Guarana (Paullinia cupana), 100 mg
Le guarana est une liane du bassin amazonien central dont les graines sont, depuis l’époque précoloniale, torréfiées, pressées en bâtons puis râpées par les Sateré-Mawé avec la langue rugueuse du pirarucu — une technique de préparation qu’on ne retrouve sur aucune autre plante cultivée. Côté chimie, les méthylxanthines dominent : la caféine, avec de la théobromine et de la théophylline, ainsi que des tanins condensés. La teneur en caféine des graines dépasse nettement celle des grains de café et varie fortement selon l’origine et la transformation. Da Silva et ses collègues ont mesuré cette variabilité (Food Research International, 2017) par UPLC-QTOF-MS couplée à la chimiométrie : des graines de guarana d’origines géographiques différentes se distinguent les unes des autres par leur profil métabolique. Pour un produit en gélules, cela signifie que la teneur en caféine d’un extrait n’est pas une constante, mais une spécification que le fabricant doit fixer et contrôler.

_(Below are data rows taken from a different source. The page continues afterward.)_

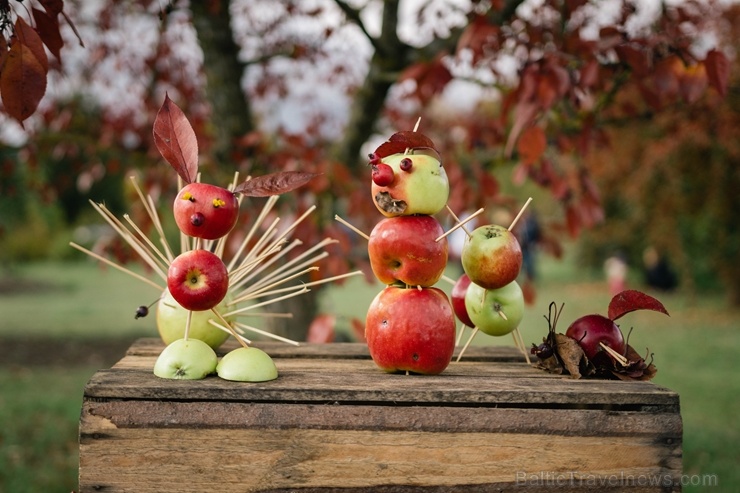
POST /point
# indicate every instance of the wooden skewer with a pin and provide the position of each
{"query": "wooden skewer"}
(521, 211)
(457, 219)
(350, 226)
(460, 224)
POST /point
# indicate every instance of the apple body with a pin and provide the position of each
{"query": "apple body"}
(172, 318)
(189, 359)
(591, 330)
(402, 250)
(411, 330)
(419, 188)
(205, 211)
(459, 289)
(496, 312)
(198, 280)
(247, 364)
(491, 256)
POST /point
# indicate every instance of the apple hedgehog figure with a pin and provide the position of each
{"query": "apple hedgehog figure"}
(198, 309)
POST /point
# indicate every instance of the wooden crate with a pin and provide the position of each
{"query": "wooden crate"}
(334, 421)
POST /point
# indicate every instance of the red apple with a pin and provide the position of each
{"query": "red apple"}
(402, 249)
(491, 256)
(411, 330)
(198, 280)
(205, 211)
(592, 330)
(406, 184)
(458, 299)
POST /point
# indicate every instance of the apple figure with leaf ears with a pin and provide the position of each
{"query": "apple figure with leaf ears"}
(198, 279)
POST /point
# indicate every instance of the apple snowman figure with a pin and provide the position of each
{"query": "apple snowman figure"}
(410, 325)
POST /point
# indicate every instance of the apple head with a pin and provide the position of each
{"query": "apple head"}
(491, 256)
(247, 364)
(402, 250)
(411, 329)
(198, 280)
(458, 299)
(189, 359)
(172, 318)
(205, 211)
(406, 184)
(495, 312)
(592, 330)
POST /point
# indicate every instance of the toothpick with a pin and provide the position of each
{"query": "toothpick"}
(116, 266)
(460, 224)
(336, 216)
(267, 334)
(457, 219)
(521, 211)
(470, 339)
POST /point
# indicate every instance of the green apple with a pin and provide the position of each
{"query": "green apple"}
(172, 318)
(247, 364)
(418, 185)
(496, 312)
(189, 359)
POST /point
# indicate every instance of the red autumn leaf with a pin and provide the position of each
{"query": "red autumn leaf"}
(400, 141)
(532, 144)
(630, 300)
(273, 183)
(22, 82)
(48, 29)
(718, 71)
(321, 329)
(29, 37)
(176, 141)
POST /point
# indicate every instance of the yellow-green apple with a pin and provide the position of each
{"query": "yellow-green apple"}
(183, 359)
(247, 364)
(457, 295)
(411, 330)
(491, 256)
(402, 250)
(406, 184)
(172, 318)
(495, 312)
(205, 211)
(198, 280)
(590, 331)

Extrait de vinaigre de cidre, 100 mg
Le vinaigre de cidre naît de deux étapes microbiologiques distinctes. Des levures — le plus souvent Saccharomyces cerevisiae — transforment d’abord les sucres du moût de pomme en éthanol. Des bactéries acétiques des genres Acetobacter et Komagataeibacter prennent ensuite le relais et oxydent cet alcool en acide acétique. Savoir quelles bactéries travaillent réellement dans la cuve est moins simple que les étiquettes ne le laissent croire : Trček et ses collègues (Food Technology and Biotechnology, 2016) ont comparé la flore bactérienne cultivable de vinaigres de cidre biologiques et conventionnels et y ont trouvé des profils d’espèces différents. Outre l’acide acétique, le produit de départ contient les polyphénols de la pomme — acide chlorogénique, catéchines, acide gallique. Dans un extrait sec, la part d’excipient est forcément plus élevée que dans le liquide dont il provient.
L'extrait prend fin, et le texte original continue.